Frankenstein in the Anthropocene

The contemporary relevance of Mary Shelley’s novel and its relationship with climate change

Debate

On the occasion of the bicentenary of the book Frankenstein by Mary Shelley and coinciding with the CCCB exhibition “After the End of the World”, researchers Dehlia Hannah and Fernando Vidal explore the links of the book with the reflections that accompany the concept of the “Anthropocene”.

The novel Frankenstein; or, The Modern Prometheus, by Mary Wollstonecraft Shelley, was published in 1818. Two-hundred years later, it maintains an extraordinary contemporary relevance and its use in debates on the scope and responsibility of science is a constant. It resonates in spheres that range from geo-engineering to neurotechnology, as a means for tackling climate change or to put to work post-humanist ideas.

At this session, researcher and curator Dehlia Hannah will be talking to us about her “A Year Without a Winter”, a project that reformulates the relationship between climate, crisis and creation. The title refers to the year 1816, in which Mary Shelley started to write Frankenstein, and known as “the year without a summer” as a consequence of a volcanic eruption in Indonesia that altered the world climate.

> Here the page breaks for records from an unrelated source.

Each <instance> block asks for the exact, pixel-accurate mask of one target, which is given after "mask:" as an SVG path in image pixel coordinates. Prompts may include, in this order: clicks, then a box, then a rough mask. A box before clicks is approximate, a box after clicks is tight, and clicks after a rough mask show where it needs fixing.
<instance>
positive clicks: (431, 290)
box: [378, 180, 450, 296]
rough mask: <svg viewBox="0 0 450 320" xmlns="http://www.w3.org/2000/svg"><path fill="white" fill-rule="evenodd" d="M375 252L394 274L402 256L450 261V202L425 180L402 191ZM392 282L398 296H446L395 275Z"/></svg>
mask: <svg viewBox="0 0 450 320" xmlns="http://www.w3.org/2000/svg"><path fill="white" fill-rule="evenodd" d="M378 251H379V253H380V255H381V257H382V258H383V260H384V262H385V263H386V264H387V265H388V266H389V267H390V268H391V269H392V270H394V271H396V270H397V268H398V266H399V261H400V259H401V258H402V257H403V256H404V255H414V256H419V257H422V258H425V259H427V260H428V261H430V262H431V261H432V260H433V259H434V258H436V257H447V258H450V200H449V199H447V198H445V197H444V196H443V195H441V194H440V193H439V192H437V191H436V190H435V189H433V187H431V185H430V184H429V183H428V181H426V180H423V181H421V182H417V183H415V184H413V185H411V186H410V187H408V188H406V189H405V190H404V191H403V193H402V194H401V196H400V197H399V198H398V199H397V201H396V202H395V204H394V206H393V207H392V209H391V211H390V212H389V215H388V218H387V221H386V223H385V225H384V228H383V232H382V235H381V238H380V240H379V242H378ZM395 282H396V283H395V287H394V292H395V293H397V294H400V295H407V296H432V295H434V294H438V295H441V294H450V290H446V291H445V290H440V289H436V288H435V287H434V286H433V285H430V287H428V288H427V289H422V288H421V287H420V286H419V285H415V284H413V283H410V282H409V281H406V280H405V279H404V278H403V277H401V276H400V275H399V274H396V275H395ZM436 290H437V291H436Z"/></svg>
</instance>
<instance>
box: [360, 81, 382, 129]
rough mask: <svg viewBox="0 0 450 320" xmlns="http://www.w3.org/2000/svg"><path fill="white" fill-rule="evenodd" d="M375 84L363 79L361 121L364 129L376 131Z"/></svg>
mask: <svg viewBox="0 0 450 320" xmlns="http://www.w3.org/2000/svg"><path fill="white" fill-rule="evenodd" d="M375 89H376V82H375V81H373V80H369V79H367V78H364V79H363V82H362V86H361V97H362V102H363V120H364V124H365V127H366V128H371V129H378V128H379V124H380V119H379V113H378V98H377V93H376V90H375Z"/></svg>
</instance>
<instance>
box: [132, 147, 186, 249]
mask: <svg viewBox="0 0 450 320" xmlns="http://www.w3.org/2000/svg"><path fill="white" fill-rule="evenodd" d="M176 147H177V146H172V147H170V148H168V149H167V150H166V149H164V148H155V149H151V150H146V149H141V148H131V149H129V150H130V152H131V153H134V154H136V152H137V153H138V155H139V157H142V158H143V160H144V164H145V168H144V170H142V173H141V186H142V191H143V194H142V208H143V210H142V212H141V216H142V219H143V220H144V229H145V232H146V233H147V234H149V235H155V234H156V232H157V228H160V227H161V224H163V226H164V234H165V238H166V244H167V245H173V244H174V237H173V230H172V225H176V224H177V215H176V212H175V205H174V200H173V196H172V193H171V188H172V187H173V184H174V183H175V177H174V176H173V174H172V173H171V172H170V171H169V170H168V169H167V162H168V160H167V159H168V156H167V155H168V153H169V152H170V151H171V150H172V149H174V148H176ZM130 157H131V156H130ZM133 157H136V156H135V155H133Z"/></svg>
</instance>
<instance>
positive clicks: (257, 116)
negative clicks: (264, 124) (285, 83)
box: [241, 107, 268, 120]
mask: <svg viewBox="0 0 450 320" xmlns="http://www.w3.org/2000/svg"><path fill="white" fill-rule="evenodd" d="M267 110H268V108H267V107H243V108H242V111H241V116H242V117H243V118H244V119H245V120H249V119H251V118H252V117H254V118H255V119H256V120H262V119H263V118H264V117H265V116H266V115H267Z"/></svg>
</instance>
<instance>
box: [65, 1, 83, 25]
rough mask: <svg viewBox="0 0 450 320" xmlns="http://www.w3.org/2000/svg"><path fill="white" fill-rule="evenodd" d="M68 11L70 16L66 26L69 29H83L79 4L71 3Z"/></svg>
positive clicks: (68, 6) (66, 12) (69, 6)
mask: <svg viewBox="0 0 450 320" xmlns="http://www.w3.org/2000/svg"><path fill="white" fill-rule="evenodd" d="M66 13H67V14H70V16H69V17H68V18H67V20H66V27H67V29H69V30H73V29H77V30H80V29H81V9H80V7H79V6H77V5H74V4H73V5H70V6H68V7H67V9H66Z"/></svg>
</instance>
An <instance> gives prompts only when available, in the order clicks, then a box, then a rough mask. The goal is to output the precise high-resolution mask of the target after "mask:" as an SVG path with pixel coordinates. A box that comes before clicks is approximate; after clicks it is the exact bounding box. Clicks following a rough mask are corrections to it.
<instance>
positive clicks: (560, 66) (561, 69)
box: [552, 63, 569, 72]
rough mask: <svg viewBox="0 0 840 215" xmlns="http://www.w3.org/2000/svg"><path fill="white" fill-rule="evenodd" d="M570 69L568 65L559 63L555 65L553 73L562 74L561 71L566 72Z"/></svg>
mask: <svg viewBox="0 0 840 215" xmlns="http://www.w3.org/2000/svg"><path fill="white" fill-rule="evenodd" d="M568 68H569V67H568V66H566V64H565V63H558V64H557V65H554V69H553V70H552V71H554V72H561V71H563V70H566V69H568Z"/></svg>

Moreover, science historian Fernando Vidal, with his project “Frankenstein and the factory of the human”, offers a reading of the work within the history of film to try to break down what the story of Frankenstein teaches us about the way in which we understand the factory of the human, without losing sight of the fact that the creation of hybrid and new forms of life forms part of the Anthropocene, a concept that it defines because of the global impact of human activities on the earth’s ecosystems.